Henry David Thoreau

(12 July 1817 – 6 May 1862 / Concord, Massachusetts)

Inspiration


Whate'er we leave to God, God does,
And blesses us;
The work we choose should be our own,
God leaves alone.

If with light head erect I sing,
Though all the Muses lend their force,
From my poor love of anything,
The verse is weak and shallow as its source.

But if with bended neck I grope
Listening behind me for my wit,
With faith superior to hope,
More anxious to keep back than forward it;

Making my soul accomplice there
Unto the flame my heart hath lit,
Then will the verse forever wear--
Time cannot bend the line which God hath writ.

Always the general show of things
Floats in review before my mind,
And such true love and reverence brings,
That sometimes I forget that I am blind.

But now there comes unsought, unseen,
Some clear divine electuary,
And I, who had but sensual been,
Grow sensible, and as God is, am wary.

I hearing get, who had but ears,
And sight, who had but eyes before,
I moments live, who lived but years,
And truth discern, who knew but learning's lore.

I hear beyond the range of sound,
I see beyond the range of sight,
New earths and skies and seas around,
And in my day the sun doth pale his light.

A clear and ancient harmony
Pierces my soul through all its din,
As through its utmost melody--
Farther behind than they, farther within.
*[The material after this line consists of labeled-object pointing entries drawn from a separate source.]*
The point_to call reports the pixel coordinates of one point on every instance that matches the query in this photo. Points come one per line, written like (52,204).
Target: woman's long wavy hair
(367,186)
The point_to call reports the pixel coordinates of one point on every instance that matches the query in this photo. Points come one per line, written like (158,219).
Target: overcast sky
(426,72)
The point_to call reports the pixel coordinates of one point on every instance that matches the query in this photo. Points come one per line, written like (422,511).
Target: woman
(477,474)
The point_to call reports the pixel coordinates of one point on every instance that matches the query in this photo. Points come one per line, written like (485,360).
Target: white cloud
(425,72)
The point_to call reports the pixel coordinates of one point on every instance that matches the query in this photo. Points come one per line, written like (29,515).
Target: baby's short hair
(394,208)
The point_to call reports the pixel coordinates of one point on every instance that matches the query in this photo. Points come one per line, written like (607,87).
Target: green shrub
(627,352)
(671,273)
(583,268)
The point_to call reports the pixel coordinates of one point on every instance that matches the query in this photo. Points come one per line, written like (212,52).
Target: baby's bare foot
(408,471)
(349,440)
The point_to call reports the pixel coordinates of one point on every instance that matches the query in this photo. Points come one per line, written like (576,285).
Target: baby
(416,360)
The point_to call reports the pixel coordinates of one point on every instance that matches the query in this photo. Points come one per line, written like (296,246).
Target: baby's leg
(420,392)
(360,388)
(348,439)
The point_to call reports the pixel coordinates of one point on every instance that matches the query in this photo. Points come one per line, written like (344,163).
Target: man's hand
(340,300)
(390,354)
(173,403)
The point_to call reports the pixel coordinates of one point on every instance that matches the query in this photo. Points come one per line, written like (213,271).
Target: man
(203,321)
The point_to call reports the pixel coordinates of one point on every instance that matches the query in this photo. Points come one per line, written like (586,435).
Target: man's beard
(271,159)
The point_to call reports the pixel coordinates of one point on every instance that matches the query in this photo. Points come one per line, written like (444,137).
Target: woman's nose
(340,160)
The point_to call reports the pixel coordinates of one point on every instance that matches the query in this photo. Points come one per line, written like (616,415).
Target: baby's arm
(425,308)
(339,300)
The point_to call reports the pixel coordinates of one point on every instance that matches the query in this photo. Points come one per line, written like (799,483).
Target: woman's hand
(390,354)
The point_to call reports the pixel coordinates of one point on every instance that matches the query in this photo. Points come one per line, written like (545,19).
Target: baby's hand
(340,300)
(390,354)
More swift its bolt than lightning is,
Its voice than thunder is more loud,
It doth expand my privacies
To all, and leave me single in the crowd.

It speaks with such authority,
With so serene and lofty tone,
That idle Time runs gadding by,
And leaves me with Eternity alone.

Now chiefly is my natal hour,
And only now my prime of life;
Of manhood's strength it is the flower,
'Tis peace's end and war's beginning strife.

It comes in summer's broadest noon,
By a grey wall or some chance place,
Unseasoning Time, insulting June,
And vexing day with its presuming face.

Such fragrance round my couch it makes,
More rich than are Arabian drugs,
That my soul scents its life and wakes
The body up beneath its perfumed rugs.

Such is the Muse, the heavenly maid,
The star that guides our mortal course,
Which shows where life's true kernel's laid,
Its wheat's fine flour, and its undying force.

She with one breath attunes the spheres,
And also my poor human heart,
With one impulse propels the years
Around, and gives my throbbing pulse its start.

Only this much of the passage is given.